JAVIER FRAIZ - OURENSE
Agentes de Policía Local y, en menor número, de la Policía Nacional de Ourense cerraban el paso, a primera hora de ayer, a un número aproximado de 60 vendedores ambulantes que no pudieron instalar su puesto en la feria de la capital porque carecen de la autorización de actividad exigida por el Concello de Ourense.
Fue el primer control de licencias que realiza el ayuntamiento tras haber notificado a los feriantes, "uno por uno" según la concejala de Comercio Ana Garza, que deben armonizar su situación con una ordenanza municipal sobre venta ambulante que data de 2005.

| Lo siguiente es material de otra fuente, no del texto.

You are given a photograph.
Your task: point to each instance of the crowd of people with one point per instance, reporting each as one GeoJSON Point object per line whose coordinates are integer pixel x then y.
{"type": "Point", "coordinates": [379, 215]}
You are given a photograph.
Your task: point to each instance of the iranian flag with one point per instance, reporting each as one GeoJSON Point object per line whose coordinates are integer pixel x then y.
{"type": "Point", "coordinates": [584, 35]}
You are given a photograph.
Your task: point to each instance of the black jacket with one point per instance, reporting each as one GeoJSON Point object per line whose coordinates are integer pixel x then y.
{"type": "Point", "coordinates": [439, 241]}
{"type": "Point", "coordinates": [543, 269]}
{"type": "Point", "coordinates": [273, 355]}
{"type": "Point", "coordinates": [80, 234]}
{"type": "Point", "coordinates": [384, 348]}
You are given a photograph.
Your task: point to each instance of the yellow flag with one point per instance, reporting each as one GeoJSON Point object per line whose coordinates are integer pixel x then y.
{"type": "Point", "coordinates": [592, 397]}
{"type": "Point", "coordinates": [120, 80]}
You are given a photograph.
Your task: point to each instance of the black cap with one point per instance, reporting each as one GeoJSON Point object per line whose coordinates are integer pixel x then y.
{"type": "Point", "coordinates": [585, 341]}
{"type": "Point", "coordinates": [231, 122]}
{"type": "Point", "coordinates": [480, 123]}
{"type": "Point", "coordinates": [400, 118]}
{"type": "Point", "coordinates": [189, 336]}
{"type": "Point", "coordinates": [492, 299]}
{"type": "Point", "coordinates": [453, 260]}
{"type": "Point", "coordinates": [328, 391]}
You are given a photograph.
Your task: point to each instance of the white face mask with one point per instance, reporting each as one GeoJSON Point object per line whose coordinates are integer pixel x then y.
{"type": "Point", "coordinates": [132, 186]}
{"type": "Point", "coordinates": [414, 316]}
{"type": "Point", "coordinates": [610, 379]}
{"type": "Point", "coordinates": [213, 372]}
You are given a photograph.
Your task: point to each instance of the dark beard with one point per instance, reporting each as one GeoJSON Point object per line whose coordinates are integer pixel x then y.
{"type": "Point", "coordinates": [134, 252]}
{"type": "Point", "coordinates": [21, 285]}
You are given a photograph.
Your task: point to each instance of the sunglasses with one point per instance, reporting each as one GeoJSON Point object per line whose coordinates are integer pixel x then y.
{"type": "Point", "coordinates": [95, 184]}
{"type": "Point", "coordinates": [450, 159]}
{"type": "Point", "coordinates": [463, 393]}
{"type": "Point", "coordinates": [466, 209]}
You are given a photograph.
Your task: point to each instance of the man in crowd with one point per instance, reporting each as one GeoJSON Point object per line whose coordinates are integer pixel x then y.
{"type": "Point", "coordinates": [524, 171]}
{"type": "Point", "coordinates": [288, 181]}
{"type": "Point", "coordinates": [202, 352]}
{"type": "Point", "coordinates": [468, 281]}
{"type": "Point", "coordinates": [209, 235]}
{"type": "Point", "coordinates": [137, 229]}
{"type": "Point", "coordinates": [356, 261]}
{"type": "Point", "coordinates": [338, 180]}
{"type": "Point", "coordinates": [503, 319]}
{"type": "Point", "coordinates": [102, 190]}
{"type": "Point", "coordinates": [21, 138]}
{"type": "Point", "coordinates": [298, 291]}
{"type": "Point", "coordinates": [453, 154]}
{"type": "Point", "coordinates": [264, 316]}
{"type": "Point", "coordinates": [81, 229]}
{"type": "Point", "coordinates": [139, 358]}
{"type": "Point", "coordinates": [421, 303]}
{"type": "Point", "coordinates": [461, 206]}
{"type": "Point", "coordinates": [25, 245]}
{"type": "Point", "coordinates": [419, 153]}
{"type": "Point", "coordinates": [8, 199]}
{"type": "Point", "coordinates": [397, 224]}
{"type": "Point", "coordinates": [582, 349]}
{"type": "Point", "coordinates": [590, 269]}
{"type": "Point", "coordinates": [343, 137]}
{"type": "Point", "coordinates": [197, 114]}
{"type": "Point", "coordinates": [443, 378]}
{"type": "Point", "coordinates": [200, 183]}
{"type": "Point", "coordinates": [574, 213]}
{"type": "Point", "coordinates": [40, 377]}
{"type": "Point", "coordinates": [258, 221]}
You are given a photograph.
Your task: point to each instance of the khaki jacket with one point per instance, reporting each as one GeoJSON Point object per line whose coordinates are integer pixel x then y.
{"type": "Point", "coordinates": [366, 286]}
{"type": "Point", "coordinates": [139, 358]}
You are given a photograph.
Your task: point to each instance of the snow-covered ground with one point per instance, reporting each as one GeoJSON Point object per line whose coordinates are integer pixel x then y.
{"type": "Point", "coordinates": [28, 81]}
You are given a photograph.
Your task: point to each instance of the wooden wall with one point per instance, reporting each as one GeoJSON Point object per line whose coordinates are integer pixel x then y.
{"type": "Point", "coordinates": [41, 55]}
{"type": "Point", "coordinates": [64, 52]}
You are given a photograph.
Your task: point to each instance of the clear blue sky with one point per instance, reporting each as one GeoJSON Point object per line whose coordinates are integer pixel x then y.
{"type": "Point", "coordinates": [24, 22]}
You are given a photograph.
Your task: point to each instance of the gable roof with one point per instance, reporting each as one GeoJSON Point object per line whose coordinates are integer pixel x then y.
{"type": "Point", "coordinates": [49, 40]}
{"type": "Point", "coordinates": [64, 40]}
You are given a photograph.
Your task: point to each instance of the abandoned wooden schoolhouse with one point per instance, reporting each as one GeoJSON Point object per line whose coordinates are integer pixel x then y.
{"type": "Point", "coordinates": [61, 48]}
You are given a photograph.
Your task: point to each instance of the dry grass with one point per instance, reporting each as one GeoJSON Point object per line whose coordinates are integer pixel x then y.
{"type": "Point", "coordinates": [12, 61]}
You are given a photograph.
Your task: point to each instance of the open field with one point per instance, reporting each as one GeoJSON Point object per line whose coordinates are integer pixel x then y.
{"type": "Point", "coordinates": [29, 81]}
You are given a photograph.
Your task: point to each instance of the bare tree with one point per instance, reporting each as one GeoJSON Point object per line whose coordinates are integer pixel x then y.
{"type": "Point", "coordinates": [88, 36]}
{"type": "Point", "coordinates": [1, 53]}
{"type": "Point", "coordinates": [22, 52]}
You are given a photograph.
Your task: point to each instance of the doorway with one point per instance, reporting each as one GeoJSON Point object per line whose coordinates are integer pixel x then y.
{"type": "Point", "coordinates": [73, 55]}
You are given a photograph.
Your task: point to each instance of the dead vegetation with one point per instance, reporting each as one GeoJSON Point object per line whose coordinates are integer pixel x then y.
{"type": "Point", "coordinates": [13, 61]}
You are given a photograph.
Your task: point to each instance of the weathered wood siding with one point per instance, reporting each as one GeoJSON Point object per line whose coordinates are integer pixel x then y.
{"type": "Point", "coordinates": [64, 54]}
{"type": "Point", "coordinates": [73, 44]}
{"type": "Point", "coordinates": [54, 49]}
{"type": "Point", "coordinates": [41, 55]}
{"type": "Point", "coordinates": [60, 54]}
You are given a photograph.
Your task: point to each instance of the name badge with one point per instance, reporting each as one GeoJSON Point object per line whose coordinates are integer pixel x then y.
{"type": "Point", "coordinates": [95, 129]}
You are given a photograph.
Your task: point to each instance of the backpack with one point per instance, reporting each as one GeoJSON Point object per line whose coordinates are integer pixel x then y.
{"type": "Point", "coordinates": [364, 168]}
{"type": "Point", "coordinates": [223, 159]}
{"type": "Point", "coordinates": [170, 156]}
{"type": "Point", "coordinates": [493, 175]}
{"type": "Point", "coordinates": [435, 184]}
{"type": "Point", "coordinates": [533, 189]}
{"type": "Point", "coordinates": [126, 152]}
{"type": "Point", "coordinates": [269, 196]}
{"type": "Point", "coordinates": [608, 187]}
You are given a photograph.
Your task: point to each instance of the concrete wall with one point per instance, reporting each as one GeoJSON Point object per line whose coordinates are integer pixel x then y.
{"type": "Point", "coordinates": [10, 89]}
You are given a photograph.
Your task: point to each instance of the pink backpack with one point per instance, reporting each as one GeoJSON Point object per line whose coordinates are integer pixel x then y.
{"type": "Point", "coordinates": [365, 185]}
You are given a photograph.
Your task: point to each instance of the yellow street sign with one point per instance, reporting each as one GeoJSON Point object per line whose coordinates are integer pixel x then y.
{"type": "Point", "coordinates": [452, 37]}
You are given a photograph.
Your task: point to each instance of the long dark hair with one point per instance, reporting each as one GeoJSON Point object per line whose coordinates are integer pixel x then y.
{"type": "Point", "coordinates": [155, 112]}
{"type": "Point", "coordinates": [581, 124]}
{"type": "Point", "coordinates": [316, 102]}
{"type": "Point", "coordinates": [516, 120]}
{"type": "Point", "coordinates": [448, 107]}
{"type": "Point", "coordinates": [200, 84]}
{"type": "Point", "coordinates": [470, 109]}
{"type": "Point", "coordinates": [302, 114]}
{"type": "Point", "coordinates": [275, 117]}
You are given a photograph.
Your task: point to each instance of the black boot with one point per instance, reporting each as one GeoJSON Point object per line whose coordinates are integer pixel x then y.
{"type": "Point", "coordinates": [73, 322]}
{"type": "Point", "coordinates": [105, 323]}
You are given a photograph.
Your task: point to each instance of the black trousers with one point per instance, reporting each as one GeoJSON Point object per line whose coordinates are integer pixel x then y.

Cerca de la mitad de los feriantes a los que se impidió participar en la tradicional feria del 17 (trasladada a este lunes tras coincidir a domingo), procuraron durante la mañana de ayer cumplir el trámite de los permisos municipales. El resto de afectados deberá, en primer lugar, ponerse al día con el Concello del pago de tributos atrasados que, en algunos casos, acarrean deudas superiores a los 5.000 euros, una cifra que estimó a FARO Fonti Montoya, presidente de la Asociación de Vendedores Ambulantes.
El Concello de Ourense suavizará, sin embargo, la contribución de tales atrasos, mediante el fraccionamiento de pagos e incluso el aplazamiento "siempre que haya el compromiso por parte de los vendedores de que se va a cumplir la normativa", señalaba Ana Garza al término de una reunión mantenida con representantes de los vendedores a una hora en la que los puestos que acatan la licencia, alrededor de 150, echaban en ese momento el cierre tras la jornada de feria.
Las exigencias municipales para la actividad ambulante radican en la "organización de espacios, que son asignados a cada uno de los feriantes", y forman parte de un registro elaborado por el ayuntamiento en el que se controla el desarrollo de la actividad.
Con la regularización de permisos, se pretende evitar el deterioro del entorno de Barbaña, de modo que se pueda exigir a cada feriante que se haga cargo de los residuos y basuras generadas, en el entorno de su puesto, durante toda la jornada.
La ordenanza municipal prevé además, la apertura de expedientes de sanción o, llegado el caso, la restricción de actividad. Por parte de Fonti Montoya, la voluntad de los feriantes se orienta en la dirección propuesta por el Concello de Ourense: "me encargaré personalmente de que no vuelva a la feria quien deje sin recoger su puesto alguna vez más", señaló.
"No se trata de impedir a nadie que trabaje en la feria, lo que puede ir a más por la época de crisis en la que estamos" , recalcaba Ana Garza. El propósito que avala la concelleira es "conciliar en armonía la feria con el espacio verde que es el río Barbaña", consideró. La basura no ha dañado el río, según registros de la Confederación Hidrográfica Miño-Sil, pero "sí ha provocado quejas de vecinos y usuarios", que cada 7 y 17 del mes acuden en masa para hacerse con algún producto a bajo precio.